The SOR does not control the incident. Its function is to provide a support structure to Gold and those at the scene and to assist in the management of the incident. Within Central Command Complex at New Scotland Yard, there are also facilities for communicating with all other police forces in the United Kingdom, members of Interpol, and central government.

There is an interagency command channel. The command vehicles from each agency at the scene are equipped with a number of handheld multichannel UHF radios. They operate on the interagency command channel and are intended for command use only by the respective service “Silvers” for liaison purposes—not for general interservice use. Police are responsible for issuing the radios to the other services at the scene.

Overall Gold Command for London is under the command of the commissioner of the Metropolitan Police and reports to the Cabinet Official Briefing Room A (COBRA) Committee, chaired by the Prime Minister; it includes the Security Services (MI5).
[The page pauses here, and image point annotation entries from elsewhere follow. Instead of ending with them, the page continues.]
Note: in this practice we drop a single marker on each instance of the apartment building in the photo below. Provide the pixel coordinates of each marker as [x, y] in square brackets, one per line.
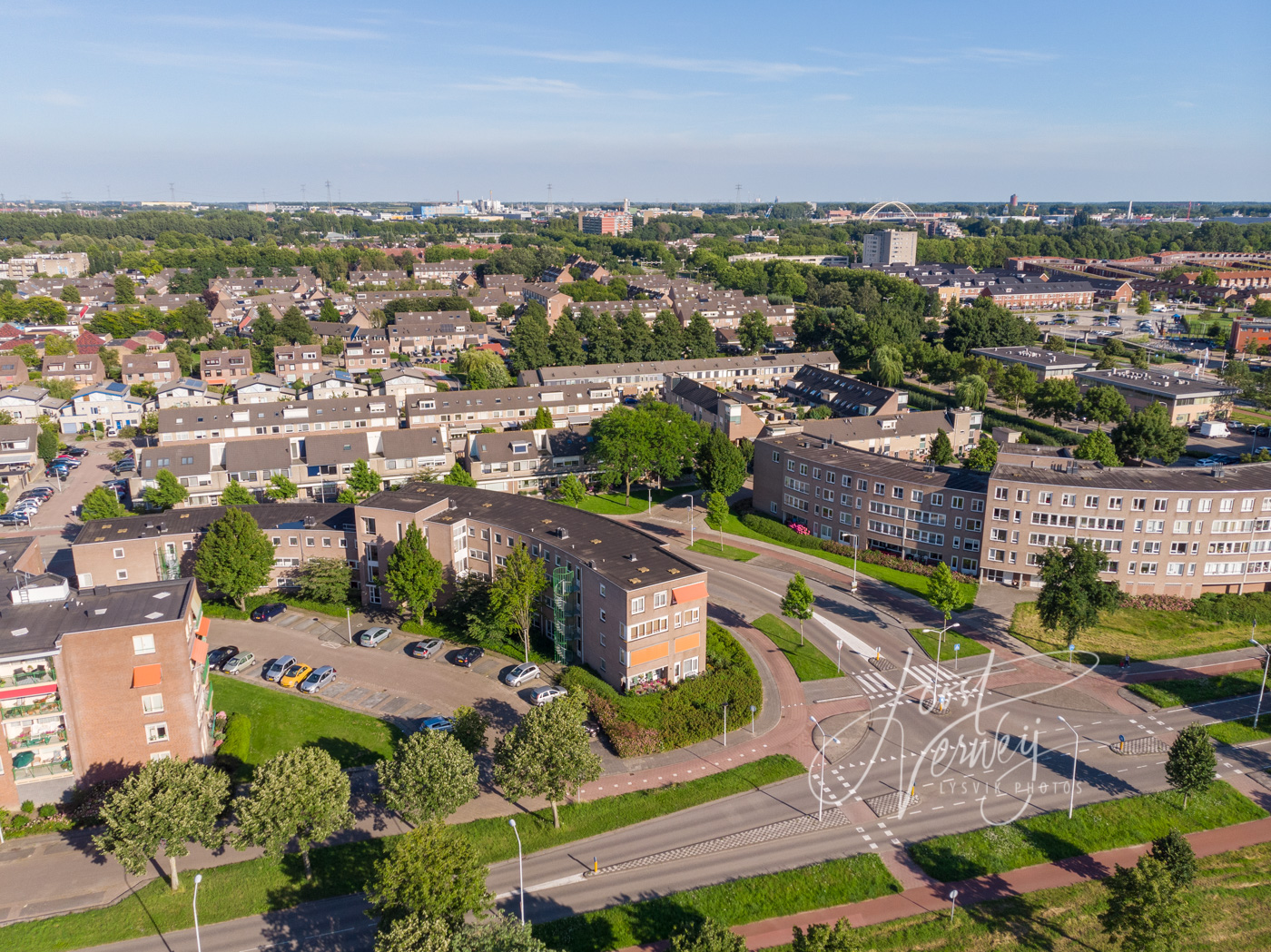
[619, 602]
[224, 367]
[508, 408]
[296, 361]
[1187, 399]
[845, 396]
[1045, 365]
[764, 371]
[83, 370]
[98, 682]
[930, 514]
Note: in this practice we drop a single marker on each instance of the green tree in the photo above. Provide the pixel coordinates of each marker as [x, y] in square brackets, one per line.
[699, 341]
[531, 339]
[1148, 434]
[1014, 384]
[326, 580]
[237, 495]
[566, 343]
[102, 504]
[235, 558]
[167, 491]
[515, 589]
[458, 476]
[943, 593]
[412, 576]
[548, 754]
[429, 778]
[169, 802]
[282, 488]
[1103, 405]
[431, 872]
[362, 479]
[754, 332]
[984, 456]
[1073, 595]
[1097, 447]
[707, 935]
[797, 602]
[721, 466]
[1191, 763]
[572, 489]
[971, 392]
[1146, 909]
[301, 795]
[942, 450]
[542, 419]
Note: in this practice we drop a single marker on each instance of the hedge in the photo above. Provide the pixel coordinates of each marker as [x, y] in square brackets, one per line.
[784, 534]
[685, 713]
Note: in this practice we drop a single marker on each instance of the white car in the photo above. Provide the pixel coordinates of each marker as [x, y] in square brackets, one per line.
[521, 673]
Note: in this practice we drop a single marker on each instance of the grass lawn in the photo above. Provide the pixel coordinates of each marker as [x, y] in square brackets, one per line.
[1144, 634]
[806, 659]
[734, 903]
[263, 885]
[969, 648]
[1197, 691]
[1051, 837]
[705, 546]
[285, 721]
[1241, 731]
[908, 581]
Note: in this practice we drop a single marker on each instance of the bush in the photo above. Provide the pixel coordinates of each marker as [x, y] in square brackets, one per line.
[237, 745]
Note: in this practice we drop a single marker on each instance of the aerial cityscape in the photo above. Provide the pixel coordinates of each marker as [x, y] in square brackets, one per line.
[686, 478]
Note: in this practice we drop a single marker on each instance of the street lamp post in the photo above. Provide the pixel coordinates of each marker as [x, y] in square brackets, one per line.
[199, 942]
[1266, 661]
[1071, 790]
[520, 869]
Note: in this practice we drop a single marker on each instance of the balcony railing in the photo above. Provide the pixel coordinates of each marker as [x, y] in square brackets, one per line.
[42, 707]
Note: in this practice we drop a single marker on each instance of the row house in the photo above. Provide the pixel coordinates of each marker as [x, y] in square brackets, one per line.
[619, 602]
[762, 371]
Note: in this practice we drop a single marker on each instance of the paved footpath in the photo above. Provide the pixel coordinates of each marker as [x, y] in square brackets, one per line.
[925, 895]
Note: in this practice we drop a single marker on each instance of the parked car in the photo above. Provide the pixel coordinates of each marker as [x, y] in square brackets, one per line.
[216, 657]
[442, 725]
[279, 667]
[318, 680]
[521, 673]
[239, 663]
[370, 637]
[466, 657]
[542, 695]
[428, 648]
[295, 675]
[263, 613]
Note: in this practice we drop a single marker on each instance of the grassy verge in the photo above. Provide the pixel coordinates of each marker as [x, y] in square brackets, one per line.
[258, 886]
[1144, 634]
[1197, 691]
[969, 648]
[806, 659]
[734, 903]
[1227, 905]
[703, 546]
[906, 581]
[285, 721]
[1241, 731]
[1051, 837]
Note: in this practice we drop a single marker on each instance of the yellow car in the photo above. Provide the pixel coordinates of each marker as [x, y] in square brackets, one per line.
[295, 673]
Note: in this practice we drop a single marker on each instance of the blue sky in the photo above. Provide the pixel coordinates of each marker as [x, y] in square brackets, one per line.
[652, 101]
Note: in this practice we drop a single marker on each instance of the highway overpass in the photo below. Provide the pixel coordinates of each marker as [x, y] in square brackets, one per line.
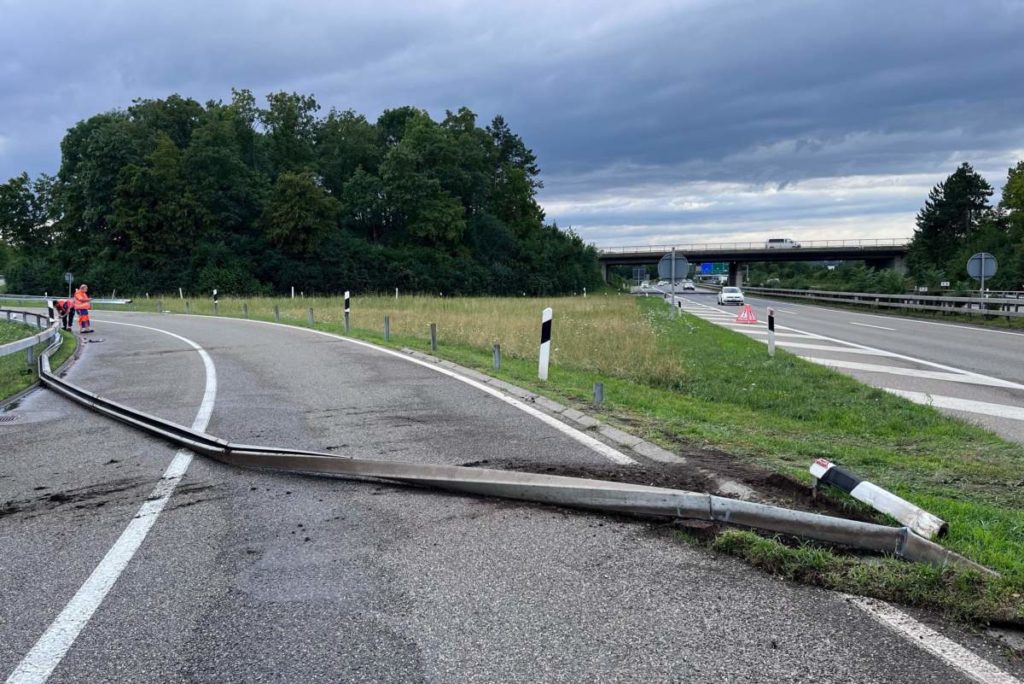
[884, 253]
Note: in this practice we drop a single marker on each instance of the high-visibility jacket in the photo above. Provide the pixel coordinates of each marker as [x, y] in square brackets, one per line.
[82, 300]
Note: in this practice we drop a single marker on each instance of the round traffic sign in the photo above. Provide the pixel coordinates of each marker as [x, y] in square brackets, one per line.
[981, 265]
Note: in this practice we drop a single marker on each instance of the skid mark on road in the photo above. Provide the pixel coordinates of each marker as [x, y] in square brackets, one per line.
[53, 645]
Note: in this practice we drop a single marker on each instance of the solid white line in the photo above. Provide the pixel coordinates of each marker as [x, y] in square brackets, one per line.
[955, 403]
[865, 325]
[912, 373]
[585, 439]
[825, 347]
[928, 639]
[53, 645]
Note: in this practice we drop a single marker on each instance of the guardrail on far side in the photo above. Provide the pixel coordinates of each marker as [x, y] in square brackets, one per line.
[1001, 306]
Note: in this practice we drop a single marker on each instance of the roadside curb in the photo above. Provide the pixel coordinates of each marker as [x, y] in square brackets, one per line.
[621, 438]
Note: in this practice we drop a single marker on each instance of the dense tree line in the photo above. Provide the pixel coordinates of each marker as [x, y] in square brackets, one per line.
[958, 220]
[172, 194]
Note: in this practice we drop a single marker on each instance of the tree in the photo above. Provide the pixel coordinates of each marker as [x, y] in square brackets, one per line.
[952, 213]
[299, 214]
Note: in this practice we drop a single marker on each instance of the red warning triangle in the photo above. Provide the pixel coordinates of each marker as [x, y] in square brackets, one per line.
[747, 315]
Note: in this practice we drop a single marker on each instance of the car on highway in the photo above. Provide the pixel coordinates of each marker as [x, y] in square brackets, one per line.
[780, 244]
[730, 295]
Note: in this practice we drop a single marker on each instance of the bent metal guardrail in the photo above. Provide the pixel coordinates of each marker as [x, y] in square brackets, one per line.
[1008, 306]
[52, 330]
[569, 492]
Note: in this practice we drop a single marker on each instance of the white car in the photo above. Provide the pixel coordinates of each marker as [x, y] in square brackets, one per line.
[730, 296]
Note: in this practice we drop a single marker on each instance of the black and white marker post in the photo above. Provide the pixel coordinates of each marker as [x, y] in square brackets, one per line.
[918, 519]
[542, 370]
[348, 309]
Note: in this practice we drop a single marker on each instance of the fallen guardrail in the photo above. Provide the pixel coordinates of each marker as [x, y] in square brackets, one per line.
[568, 492]
[52, 329]
[1001, 306]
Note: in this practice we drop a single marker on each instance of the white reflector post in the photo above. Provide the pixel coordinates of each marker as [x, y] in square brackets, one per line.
[918, 519]
[542, 369]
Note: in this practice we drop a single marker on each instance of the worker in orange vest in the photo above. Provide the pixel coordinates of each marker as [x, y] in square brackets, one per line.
[66, 310]
[82, 305]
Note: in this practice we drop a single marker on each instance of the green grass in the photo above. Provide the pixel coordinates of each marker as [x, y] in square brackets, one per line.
[15, 374]
[686, 383]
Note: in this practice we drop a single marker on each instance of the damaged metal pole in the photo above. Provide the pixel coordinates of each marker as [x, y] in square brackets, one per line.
[918, 519]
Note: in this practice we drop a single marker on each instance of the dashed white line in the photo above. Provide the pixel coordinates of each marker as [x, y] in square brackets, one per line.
[941, 647]
[956, 403]
[51, 647]
[912, 373]
[867, 325]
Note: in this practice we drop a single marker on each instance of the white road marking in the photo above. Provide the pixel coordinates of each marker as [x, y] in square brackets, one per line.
[53, 645]
[912, 373]
[955, 403]
[825, 347]
[585, 439]
[865, 325]
[928, 639]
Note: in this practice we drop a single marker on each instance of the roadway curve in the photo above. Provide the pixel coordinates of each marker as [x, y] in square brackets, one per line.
[249, 575]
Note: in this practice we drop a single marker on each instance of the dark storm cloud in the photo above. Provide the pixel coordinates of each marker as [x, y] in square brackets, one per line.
[650, 119]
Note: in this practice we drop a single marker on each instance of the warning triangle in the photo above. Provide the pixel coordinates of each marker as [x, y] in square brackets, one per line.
[747, 315]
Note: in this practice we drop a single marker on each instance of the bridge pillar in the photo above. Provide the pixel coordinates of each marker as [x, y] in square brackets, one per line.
[735, 274]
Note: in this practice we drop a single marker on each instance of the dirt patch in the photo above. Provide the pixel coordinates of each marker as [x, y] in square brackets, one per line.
[702, 472]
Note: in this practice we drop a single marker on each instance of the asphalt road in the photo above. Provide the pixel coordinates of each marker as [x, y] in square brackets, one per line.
[251, 576]
[970, 372]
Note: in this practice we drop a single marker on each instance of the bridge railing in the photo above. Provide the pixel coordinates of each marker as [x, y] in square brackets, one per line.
[756, 246]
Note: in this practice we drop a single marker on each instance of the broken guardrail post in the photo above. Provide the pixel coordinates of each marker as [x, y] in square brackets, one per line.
[916, 519]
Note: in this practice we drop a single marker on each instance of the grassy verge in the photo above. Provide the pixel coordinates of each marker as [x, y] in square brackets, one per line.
[686, 383]
[15, 374]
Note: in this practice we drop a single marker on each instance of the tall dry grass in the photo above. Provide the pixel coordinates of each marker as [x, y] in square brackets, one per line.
[603, 333]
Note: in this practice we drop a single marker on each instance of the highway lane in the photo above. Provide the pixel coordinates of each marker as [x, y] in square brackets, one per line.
[255, 576]
[973, 373]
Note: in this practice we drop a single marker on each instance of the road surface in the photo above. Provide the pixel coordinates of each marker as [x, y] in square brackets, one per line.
[248, 576]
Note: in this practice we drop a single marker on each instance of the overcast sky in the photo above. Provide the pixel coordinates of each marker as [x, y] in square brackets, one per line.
[652, 121]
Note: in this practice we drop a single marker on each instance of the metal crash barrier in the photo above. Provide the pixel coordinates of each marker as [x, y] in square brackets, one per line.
[569, 492]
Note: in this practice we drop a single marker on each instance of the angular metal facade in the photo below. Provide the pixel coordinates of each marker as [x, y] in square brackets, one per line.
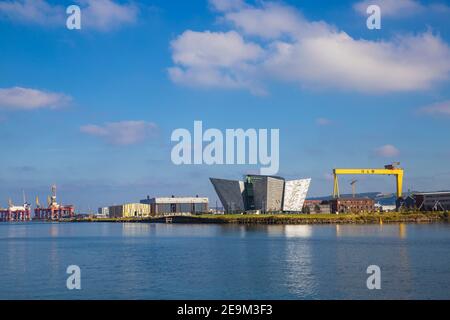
[230, 193]
[265, 193]
[295, 194]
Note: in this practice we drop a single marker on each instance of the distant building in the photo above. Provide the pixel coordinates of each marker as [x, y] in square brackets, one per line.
[129, 210]
[177, 205]
[316, 206]
[432, 201]
[263, 193]
[103, 212]
[385, 207]
[352, 205]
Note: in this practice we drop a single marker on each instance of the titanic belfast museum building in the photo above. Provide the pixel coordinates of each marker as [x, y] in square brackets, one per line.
[264, 193]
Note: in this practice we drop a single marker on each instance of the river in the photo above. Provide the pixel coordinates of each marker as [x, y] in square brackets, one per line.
[190, 261]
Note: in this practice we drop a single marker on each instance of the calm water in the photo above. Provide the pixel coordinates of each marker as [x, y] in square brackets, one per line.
[159, 261]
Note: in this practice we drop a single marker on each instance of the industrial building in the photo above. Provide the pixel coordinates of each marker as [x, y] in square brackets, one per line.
[316, 206]
[177, 205]
[103, 212]
[54, 210]
[130, 210]
[262, 193]
[16, 213]
[352, 205]
[432, 201]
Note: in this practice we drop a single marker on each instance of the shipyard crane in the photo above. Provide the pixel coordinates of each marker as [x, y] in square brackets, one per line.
[389, 169]
[352, 183]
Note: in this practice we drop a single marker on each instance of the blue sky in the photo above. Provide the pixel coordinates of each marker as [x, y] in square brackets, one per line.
[92, 110]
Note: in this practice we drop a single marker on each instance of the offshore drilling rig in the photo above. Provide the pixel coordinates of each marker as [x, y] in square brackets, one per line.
[16, 213]
[54, 210]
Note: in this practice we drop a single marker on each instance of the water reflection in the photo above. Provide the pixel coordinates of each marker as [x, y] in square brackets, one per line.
[381, 230]
[290, 231]
[135, 229]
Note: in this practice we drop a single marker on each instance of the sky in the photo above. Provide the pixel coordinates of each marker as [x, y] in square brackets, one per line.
[92, 110]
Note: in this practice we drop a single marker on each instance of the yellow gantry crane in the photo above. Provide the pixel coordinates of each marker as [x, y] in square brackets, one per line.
[390, 169]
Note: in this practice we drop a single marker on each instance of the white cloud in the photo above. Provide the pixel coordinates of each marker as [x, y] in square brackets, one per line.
[437, 109]
[387, 151]
[123, 132]
[309, 54]
[18, 98]
[336, 60]
[401, 8]
[213, 59]
[102, 15]
[391, 8]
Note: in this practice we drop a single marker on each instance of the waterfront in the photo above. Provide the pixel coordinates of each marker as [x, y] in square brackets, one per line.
[212, 261]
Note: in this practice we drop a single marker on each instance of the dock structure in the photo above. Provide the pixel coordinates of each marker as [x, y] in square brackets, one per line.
[54, 210]
[16, 213]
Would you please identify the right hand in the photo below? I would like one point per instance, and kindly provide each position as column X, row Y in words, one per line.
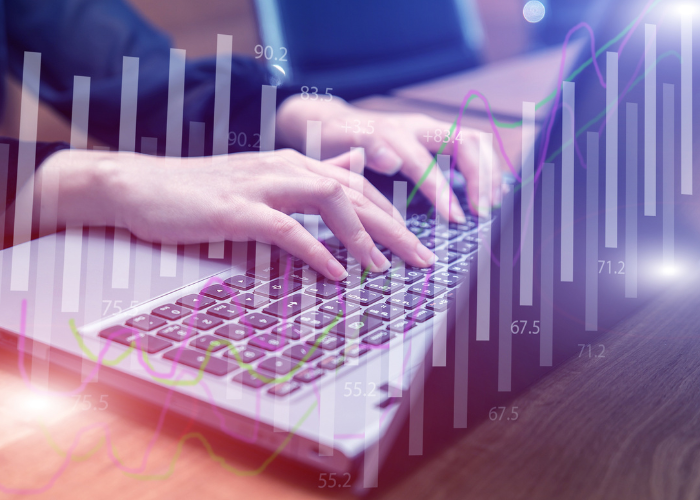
column 239, row 197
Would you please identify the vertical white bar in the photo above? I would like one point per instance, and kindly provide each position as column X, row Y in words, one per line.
column 94, row 282
column 326, row 431
column 483, row 276
column 72, row 253
column 370, row 462
column 313, row 139
column 547, row 267
column 268, row 113
column 173, row 140
column 650, row 120
column 357, row 166
column 440, row 327
column 505, row 299
column 461, row 357
column 222, row 111
column 567, row 181
column 668, row 173
column 611, row 97
column 687, row 103
column 24, row 201
column 127, row 142
column 592, row 160
column 222, row 94
column 396, row 349
column 527, row 204
column 632, row 128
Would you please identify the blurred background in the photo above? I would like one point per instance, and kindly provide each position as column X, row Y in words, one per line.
column 193, row 26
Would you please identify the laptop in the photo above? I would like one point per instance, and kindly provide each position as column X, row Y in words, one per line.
column 362, row 379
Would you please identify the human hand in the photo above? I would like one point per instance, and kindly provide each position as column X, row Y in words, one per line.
column 396, row 142
column 245, row 196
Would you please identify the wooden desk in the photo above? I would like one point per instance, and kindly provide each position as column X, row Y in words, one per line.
column 623, row 426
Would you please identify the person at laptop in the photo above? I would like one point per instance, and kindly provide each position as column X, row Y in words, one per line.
column 240, row 196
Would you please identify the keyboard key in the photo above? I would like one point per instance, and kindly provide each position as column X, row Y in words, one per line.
column 305, row 276
column 308, row 375
column 244, row 353
column 218, row 292
column 351, row 281
column 332, row 362
column 241, row 282
column 177, row 333
column 383, row 286
column 461, row 268
column 292, row 331
column 356, row 350
column 250, row 301
column 265, row 273
column 195, row 359
column 210, row 343
column 448, row 234
column 277, row 288
column 324, row 290
column 127, row 336
column 377, row 338
column 431, row 242
column 292, row 305
column 325, row 341
column 303, row 353
column 333, row 242
column 362, row 297
column 195, row 301
column 426, row 290
column 202, row 321
column 406, row 300
column 356, row 326
column 315, row 319
column 449, row 279
column 170, row 312
column 278, row 366
column 402, row 326
column 235, row 332
column 467, row 226
column 335, row 307
column 384, row 311
column 405, row 276
column 226, row 311
column 268, row 341
column 258, row 320
column 254, row 380
column 284, row 389
column 462, row 247
column 421, row 315
column 145, row 322
column 449, row 257
column 425, row 270
column 438, row 305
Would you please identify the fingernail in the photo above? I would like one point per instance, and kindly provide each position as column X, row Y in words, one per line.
column 425, row 254
column 381, row 263
column 336, row 270
column 387, row 161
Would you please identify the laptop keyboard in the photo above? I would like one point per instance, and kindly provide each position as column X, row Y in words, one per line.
column 286, row 322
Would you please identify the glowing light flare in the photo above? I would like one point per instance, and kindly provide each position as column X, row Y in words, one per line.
column 533, row 11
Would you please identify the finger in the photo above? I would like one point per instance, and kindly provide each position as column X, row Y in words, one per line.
column 390, row 232
column 421, row 168
column 342, row 174
column 327, row 197
column 274, row 227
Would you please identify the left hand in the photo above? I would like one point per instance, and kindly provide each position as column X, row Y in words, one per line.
column 394, row 142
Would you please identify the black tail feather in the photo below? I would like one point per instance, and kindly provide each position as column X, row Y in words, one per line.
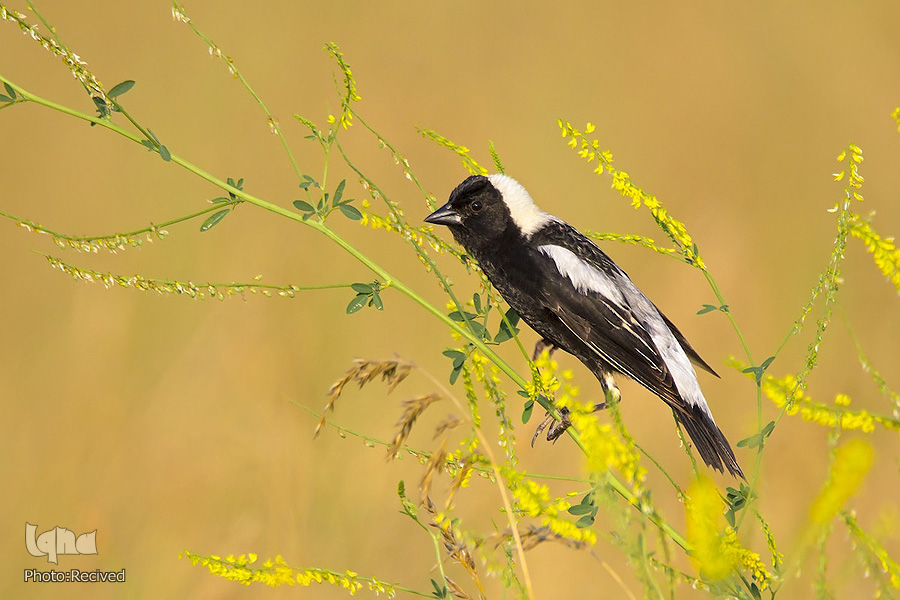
column 709, row 440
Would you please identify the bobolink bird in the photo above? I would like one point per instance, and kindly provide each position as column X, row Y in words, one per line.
column 577, row 299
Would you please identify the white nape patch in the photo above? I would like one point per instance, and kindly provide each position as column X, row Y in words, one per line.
column 619, row 289
column 522, row 208
column 584, row 276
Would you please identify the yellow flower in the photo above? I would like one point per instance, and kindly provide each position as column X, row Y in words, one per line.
column 849, row 467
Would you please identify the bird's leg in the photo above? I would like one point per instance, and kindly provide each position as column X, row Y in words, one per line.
column 610, row 391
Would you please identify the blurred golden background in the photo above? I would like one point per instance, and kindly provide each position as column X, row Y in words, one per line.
column 167, row 423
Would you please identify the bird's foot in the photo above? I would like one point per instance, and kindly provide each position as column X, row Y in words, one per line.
column 559, row 427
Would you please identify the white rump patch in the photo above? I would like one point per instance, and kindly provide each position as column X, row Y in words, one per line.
column 522, row 208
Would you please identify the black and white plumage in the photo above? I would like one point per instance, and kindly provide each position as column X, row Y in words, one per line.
column 576, row 298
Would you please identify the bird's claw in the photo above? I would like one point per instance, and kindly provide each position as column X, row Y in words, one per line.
column 558, row 428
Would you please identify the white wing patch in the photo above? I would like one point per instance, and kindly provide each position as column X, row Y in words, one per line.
column 522, row 208
column 620, row 290
column 584, row 276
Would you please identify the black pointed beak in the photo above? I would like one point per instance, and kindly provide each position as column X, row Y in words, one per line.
column 445, row 215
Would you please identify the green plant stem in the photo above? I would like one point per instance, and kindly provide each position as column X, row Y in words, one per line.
column 383, row 274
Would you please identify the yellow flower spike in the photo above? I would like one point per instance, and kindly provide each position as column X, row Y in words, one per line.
column 849, row 467
column 705, row 526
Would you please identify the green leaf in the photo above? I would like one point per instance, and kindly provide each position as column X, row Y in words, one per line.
column 754, row 589
column 351, row 212
column 526, row 412
column 755, row 440
column 357, row 303
column 458, row 316
column 120, row 89
column 454, row 374
column 498, row 164
column 213, row 220
column 454, row 354
column 303, row 206
column 505, row 333
column 478, row 329
column 581, row 509
column 376, row 301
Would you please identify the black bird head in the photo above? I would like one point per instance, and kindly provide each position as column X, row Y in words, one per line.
column 484, row 211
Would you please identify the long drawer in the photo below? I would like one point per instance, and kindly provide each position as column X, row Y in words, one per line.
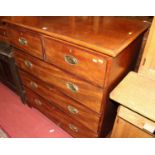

The emergency committee meets in COBRA.

SCOTT RITTER is a lieutenant with the Delmar (NY) Fire Department. He is a nationally certified fire service instructor II. In addition to his duties with the Delmar Fire Department, he serves as a hazmat specialist with the New York Task Force 2 Urban Technical Search and Rescue Team and has instructed at the IAFC HAZMAT Conference. In July 2005, Ritter was in London on personal business. He was less than 200 yards from Tavistock Square when a terrorist bomb destroyed the London City Bus.